I saw another endocrinologist at the request of my regular one to get a second set of eyes on my case and see if she had missed anything. This new one also talked about the ketogenic diet but said I was not a good candidate as I was too active. That diet was more sedentary people like office workers. I am more to the other end of that scale. We talked it out and I am currently trying a lower carb higher protein/fat diet. It has made very little change so far but still there is a slight one. I still need to eat at work once at around 1am and again between 5 and 7 am before I leave.
I believe my metabolism is higher than they think it is. I have watched my CGM (continuous glucose monitor) drop all night unless I eat. Then it jumps up but comes back down slowly over the next few hours. The interesting part is it keeps dropping after the 4 hour half life of my short term insulin is over.

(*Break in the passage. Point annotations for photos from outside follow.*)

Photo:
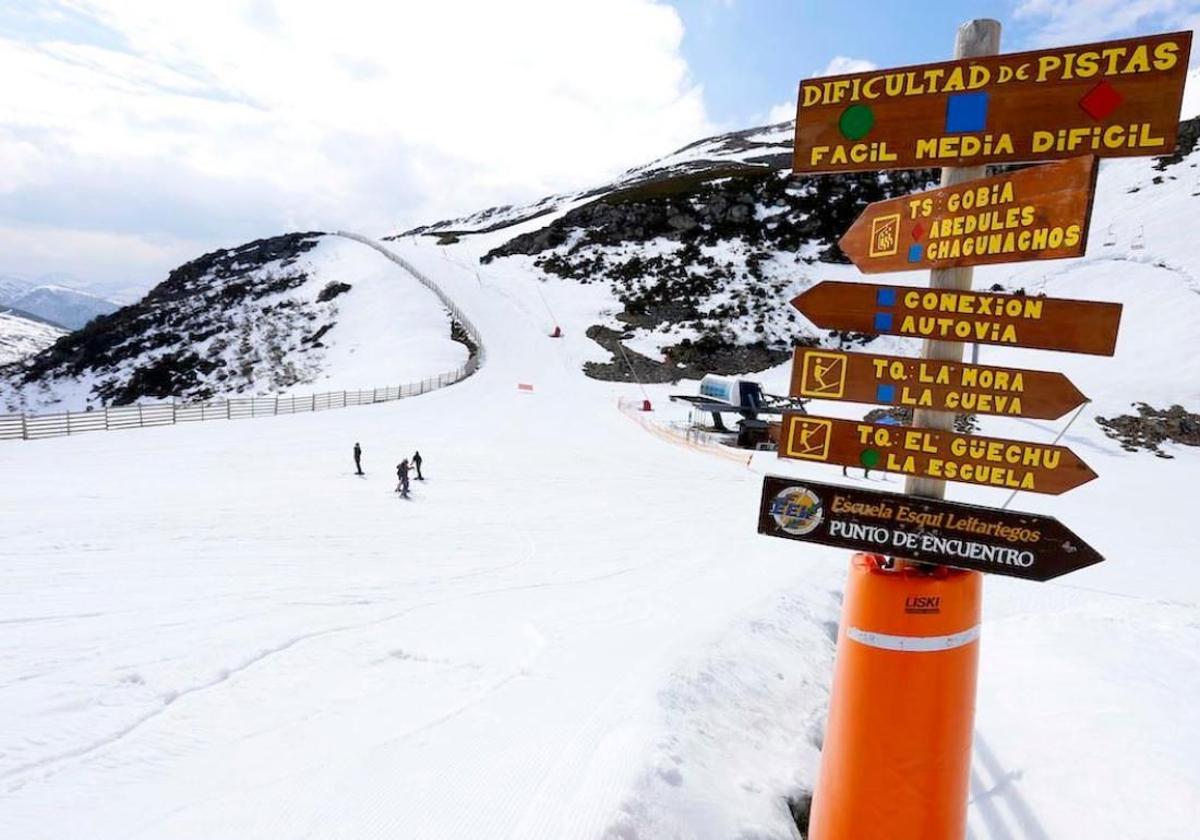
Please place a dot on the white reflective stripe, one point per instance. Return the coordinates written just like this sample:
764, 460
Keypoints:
915, 643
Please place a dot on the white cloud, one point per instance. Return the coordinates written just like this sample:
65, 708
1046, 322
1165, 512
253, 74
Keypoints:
781, 113
840, 65
216, 121
1067, 22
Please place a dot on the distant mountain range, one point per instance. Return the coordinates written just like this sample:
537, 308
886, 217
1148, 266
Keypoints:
60, 305
23, 335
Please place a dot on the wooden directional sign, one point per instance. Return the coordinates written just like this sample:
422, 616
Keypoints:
1115, 99
1041, 213
937, 385
929, 531
947, 456
981, 317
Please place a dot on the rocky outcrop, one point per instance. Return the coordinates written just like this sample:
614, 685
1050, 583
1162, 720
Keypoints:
1151, 427
216, 323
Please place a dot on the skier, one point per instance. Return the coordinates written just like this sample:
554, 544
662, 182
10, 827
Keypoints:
402, 474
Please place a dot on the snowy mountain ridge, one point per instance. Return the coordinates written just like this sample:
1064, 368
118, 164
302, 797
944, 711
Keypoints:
23, 335
265, 317
66, 306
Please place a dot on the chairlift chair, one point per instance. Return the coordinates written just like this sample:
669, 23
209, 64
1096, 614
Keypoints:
1139, 241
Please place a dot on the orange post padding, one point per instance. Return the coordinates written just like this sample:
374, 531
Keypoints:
897, 753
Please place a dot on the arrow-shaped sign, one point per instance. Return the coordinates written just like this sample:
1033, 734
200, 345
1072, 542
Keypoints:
929, 531
979, 317
937, 385
947, 456
1041, 213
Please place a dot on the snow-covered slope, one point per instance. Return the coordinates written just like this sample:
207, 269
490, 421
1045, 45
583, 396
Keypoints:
22, 336
754, 150
573, 630
12, 287
303, 310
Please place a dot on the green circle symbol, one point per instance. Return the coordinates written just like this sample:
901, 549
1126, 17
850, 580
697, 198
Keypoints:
856, 121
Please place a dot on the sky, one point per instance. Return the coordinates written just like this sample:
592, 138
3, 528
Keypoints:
137, 135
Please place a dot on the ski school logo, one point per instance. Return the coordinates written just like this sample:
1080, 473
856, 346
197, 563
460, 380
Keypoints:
797, 510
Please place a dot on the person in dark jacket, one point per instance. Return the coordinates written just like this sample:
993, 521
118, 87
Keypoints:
402, 474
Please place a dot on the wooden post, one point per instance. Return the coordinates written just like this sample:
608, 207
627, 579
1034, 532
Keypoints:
895, 762
975, 39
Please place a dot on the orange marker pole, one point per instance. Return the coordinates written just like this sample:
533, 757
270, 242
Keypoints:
897, 756
897, 753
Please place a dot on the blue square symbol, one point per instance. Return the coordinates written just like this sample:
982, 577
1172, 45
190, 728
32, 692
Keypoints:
966, 112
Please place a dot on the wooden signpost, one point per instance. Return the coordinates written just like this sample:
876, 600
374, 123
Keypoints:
979, 317
1115, 99
925, 383
1039, 213
931, 531
946, 456
897, 750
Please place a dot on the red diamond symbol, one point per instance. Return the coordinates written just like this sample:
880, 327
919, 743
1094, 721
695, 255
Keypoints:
1101, 101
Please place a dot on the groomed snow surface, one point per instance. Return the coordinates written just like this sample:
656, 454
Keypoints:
571, 630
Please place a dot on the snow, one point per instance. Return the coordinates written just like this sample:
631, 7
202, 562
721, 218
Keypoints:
573, 629
387, 330
21, 337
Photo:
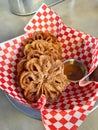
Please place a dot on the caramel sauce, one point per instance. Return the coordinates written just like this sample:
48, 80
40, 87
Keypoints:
73, 71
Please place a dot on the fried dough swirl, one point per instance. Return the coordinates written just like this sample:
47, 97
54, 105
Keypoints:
41, 70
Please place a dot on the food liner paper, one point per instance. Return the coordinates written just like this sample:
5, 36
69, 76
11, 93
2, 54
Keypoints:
76, 102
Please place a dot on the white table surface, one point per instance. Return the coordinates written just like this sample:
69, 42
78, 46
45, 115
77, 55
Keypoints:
83, 16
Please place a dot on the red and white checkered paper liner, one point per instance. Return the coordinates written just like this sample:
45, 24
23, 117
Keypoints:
76, 102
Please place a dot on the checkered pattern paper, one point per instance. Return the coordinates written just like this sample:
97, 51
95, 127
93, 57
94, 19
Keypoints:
76, 102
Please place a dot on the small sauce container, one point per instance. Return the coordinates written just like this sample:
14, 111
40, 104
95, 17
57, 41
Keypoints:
74, 69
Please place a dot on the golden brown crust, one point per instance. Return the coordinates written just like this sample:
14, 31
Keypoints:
41, 71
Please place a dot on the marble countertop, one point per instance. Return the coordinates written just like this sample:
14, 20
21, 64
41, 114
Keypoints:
81, 15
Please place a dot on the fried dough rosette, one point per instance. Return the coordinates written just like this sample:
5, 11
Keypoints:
43, 77
41, 70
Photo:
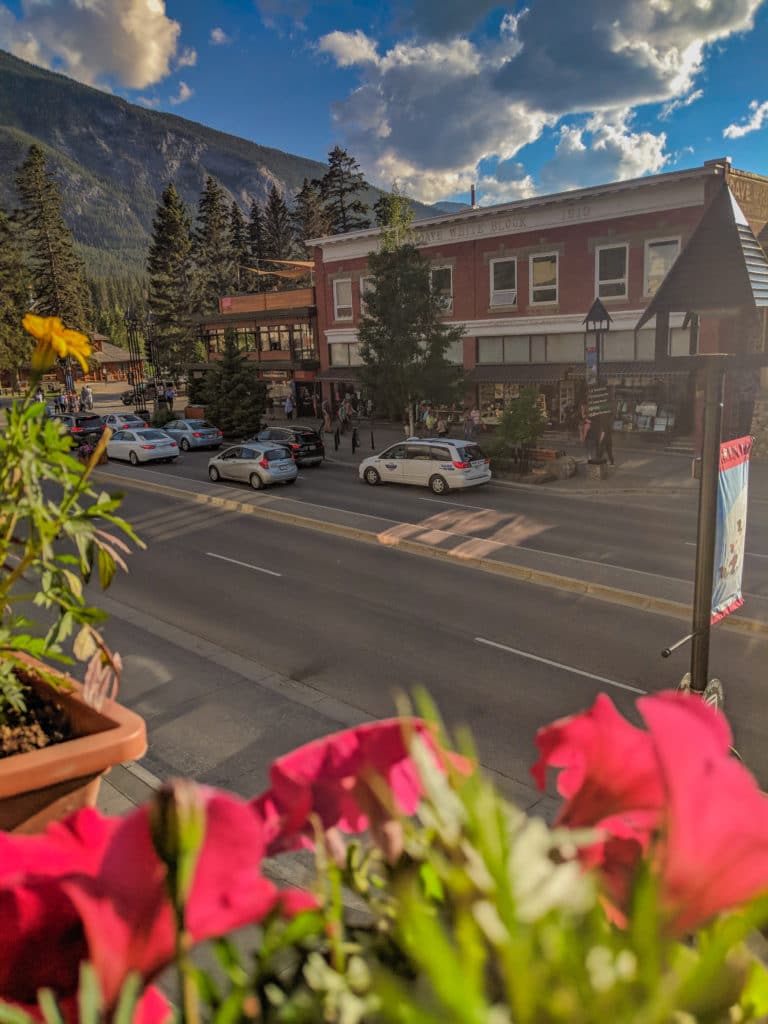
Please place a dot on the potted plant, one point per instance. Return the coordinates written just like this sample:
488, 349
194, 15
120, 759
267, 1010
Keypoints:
56, 737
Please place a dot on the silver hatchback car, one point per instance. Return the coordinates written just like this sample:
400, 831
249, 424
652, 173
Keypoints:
259, 465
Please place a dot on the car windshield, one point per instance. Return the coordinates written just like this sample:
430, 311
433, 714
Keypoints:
472, 453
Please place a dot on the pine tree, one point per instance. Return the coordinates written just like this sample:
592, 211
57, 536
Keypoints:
279, 238
169, 269
309, 218
340, 187
15, 344
256, 242
239, 246
214, 267
402, 338
233, 396
57, 274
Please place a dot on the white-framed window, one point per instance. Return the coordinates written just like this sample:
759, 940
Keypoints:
611, 271
544, 278
441, 282
659, 255
343, 299
503, 282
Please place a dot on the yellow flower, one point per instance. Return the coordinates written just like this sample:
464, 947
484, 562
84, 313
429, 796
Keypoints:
54, 339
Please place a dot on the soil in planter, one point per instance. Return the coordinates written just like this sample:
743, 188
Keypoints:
43, 724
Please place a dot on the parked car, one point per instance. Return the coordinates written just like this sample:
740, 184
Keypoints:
121, 421
141, 445
194, 433
81, 426
254, 463
429, 462
304, 443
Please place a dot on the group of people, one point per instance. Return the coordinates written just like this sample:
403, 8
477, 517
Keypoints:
69, 401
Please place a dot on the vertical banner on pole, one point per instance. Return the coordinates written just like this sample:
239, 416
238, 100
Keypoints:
731, 527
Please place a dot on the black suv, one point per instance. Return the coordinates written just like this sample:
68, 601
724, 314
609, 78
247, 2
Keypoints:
82, 427
304, 443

That means the long term insulin is making it drop. We had been cutting the 24 hour insulin to keep it lower but then it flies sky high in the morning after I get home and sit down for a while.
I tried a pump with limited success but decided it was not worth extra hassle of infusion set changes and being careful for an $11,000 pump. Ripping the infusions set off is a good one for me. Didn’t do it to this last one but years ago I did it many times over close to a year. It also is sensitive to magnets and microwaves like a pacemaker. Without it I don’t worry anymore.
Here’s where my issue with my current doctor comes to light. She agreed that I could stop using it but when we talked about what treatment plan to follow next we had different opinions. She wanted to go back to a previously tried 24 hour insulin, which I pointed out advertised itself as staying in the system for up to 42 hours, and instead of the 7 units I had tried before increase it to 25 units. Someone must not have looked at her crib notes on me. Go back to an insulin that did not work before and increase the dosage. Great plan.
My plan was to go old school. Old school such as back years ago and use a 12 hour insulin instead of 24 hour and take it twice a day. It would allow changing the dosage from day to night and being stuck with one dose for all day. More in the morning when I get home and my sugar level rises and a lower dose at night when it drops and I need less. The second opinion doc agreed. I had already stopped the pump and was using an old bottle of NPH insulin to get started on this plan already. We had been arguing about this issue already for over 3 weeks. I did my research and was close to where I needed to be but we are still closing that magic number. Still need to lower it some more from the looks of my CGM charts.
Butting heads with the old doc and running into a wall of treatment have pushed me into looking for another doctor. Again, the current one is not a bad one but she is in over her head with me or so it seems to me. She likes all these new gadgets. I like some of them but if it does not work lets drop it and move on to something better. I did not say newer, just better. I actually used the phrase “quit beating a dead horse” with her once. Frustration had grown high that day. We will have to see how this decision pans out for me a few months from now.